Après l’avoir eue comme enseignante, j’ai eu l’occmuscle_structureasion de poser quelques questions à Mme Élise Duchesne, Pht., Ph.D., et professeure-chercheure à l’UQAC. Après m’être un peu intéressé à son profil, je me suis rendu compte qu’Élise est un parfait exemple de détermination à travers son cheminement sportif et professionnel, balayant du même coup le stéréotype des chercheurs-scientifiques déshumanisés et asociaux.

Cheminement professionnel

Mme Duchesne a intégré la cohorte du Baccalauréat en physiothérapie de 2002 à 2006 sur le campus de l’Université Laval. D’abord attirée par l’aspect sportif de la physiothérapie, elle s’est rapidement rendu compte que la physiothérapie est un domaine très vaste, une « profession complète en lien avec plein d’autres spécialités ». Durant l’été, elle travaillait auprès d’un professeur de l’université. Cette expérience a été pour elle un bon moyen de s’initier à la recherche.

Lorsque je lui demande pourquoi elle a tenu à continuer ses études universitaires, elle répond : « le fait que la profession est jeune et que la physiothérapie est une doctrine dans laquelle plusieurs questions demeurent sans réponse, et c’est ce qui m’a motivée à poursuivre mes études au-delà du Baccalauréat. » Les sujets traités à l’intérieur de son mémoire en sciences et de son doctorat en physiologie/endocrinologie, soit la réparation musculaire et divers mécanismes qui y sont impliqués.

Compléter des études post-graduées a été pour Élise une véritable expérience sur le plan humain et elle en dégage un grand sentiment de fierté. Développer une rigueur irréprochable et être programmée pour chercher perpétuellement des solutions fait partie des qualités dont elle en retient la valeur.

En 2012, alors qu’elle complétait son doctorat, elle a appliqué et obtenu, sans trop d’attentes, un poste de professeure-chercheure à l’UQAC dans l’unité de physiothérapie. Depuis, elle y retrouve de nombreux défis, notamment l’implantation du nouveau programme en physiothérapie. «Le fait de laisser ma trace et ma couleur au programme est exaltant et il s’agit d’une expérience très enrichissante.» Ajoute-t-elle.

Cheminement sportif

Dès son entrée à l’Université Laval, elle a intégré l’équipe du Rouge et Or de volleyball. Elle y a performé et a même remporté les prestigieux CIS (championnats canadiens universitaires), soit la première victoire d’une équipe de sport collectif féminin de l’histoire du Rouge et Or à ces jeux. Réussir et performer dans le domaine académique et sportif était difficile. « Cela exigeait beaucoup d’organisation et de volonté ».
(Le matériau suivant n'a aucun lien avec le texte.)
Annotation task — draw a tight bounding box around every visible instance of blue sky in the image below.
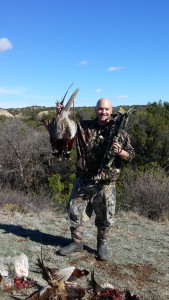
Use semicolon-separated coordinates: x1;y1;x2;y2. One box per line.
0;0;169;108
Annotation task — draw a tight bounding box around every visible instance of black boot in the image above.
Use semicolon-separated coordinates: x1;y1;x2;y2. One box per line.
59;227;83;255
97;227;109;260
59;242;83;255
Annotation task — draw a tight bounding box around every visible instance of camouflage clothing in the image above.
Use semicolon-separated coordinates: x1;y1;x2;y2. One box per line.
69;178;116;227
77;119;134;182
68;119;134;232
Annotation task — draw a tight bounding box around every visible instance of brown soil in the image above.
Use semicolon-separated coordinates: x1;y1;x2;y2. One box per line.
0;211;169;300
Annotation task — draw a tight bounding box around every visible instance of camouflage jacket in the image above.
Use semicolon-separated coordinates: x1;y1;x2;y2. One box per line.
76;119;134;182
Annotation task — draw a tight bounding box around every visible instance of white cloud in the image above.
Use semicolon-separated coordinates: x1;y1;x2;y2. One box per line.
0;38;13;52
107;66;123;72
0;86;23;95
79;60;88;65
115;95;129;100
95;89;102;94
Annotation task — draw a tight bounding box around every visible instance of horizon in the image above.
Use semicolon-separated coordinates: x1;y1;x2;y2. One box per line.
0;0;169;109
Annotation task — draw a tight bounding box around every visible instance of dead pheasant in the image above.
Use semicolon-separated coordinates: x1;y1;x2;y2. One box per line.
44;86;79;159
91;270;124;300
0;253;36;292
36;258;89;300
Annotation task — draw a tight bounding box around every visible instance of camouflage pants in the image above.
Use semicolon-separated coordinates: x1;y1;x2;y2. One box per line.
67;178;116;231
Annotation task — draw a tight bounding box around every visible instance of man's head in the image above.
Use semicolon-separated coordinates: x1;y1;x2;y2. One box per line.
95;98;113;125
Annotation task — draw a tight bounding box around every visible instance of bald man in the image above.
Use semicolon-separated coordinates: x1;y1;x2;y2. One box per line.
60;98;134;261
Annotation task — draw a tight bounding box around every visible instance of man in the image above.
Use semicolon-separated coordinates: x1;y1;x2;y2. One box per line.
60;98;134;260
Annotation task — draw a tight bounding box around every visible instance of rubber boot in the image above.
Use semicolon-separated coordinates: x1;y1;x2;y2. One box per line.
97;227;109;260
59;227;83;255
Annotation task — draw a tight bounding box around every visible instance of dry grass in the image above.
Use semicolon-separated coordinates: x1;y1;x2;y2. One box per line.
0;211;169;300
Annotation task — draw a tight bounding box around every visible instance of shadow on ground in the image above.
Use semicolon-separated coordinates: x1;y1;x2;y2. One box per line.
0;224;95;253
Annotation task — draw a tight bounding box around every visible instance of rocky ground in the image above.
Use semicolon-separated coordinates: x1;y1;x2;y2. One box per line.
0;211;169;300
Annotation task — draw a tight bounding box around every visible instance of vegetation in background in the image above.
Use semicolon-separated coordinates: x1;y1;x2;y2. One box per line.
0;101;169;220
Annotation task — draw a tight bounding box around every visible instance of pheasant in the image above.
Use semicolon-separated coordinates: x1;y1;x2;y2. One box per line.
44;86;79;159
0;253;36;291
91;270;124;300
36;258;89;300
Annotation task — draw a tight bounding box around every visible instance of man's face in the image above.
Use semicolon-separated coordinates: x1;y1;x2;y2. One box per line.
96;99;112;124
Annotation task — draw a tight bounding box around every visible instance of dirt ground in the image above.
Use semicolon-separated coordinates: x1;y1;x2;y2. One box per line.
0;211;169;300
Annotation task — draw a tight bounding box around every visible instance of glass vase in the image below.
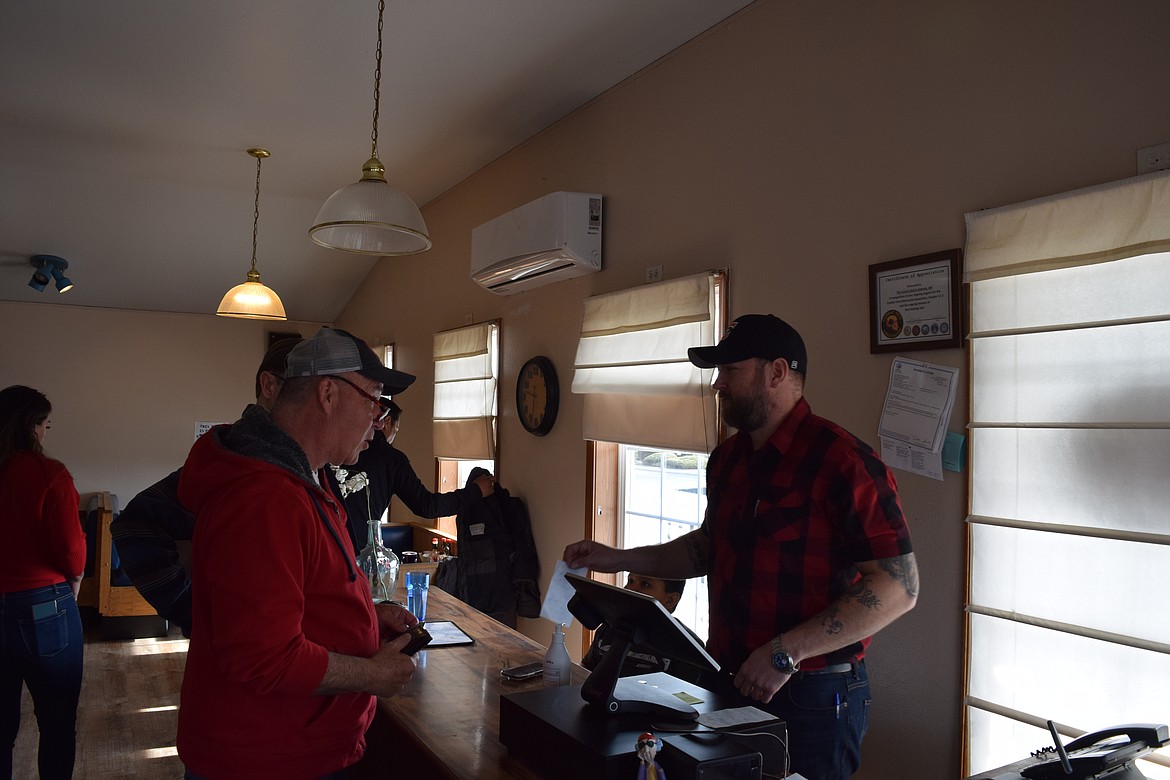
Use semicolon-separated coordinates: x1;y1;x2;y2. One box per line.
358;517;399;603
Petits questionnements personnels

Les principales qualités que doivent détenir les physiothérapeutes ?« Bon esprit d’analyse, intégration des éléments d’anatomie/physiologie, une curiosité, créativité et un désir de continuer à se former » répond-t-elle.

Pourquoi choisir l’UQAC comme lieu d’études pour la physiothérapie ? Élise répond qu’une « petite cohorte personnalisée (30 personnes) et des liens privilégiés avec les professeurs facilite l’apprentissage. En plus, la région présente une bonne population d’étude avec beaucoup de troubles d’ordre neuromusculaires ».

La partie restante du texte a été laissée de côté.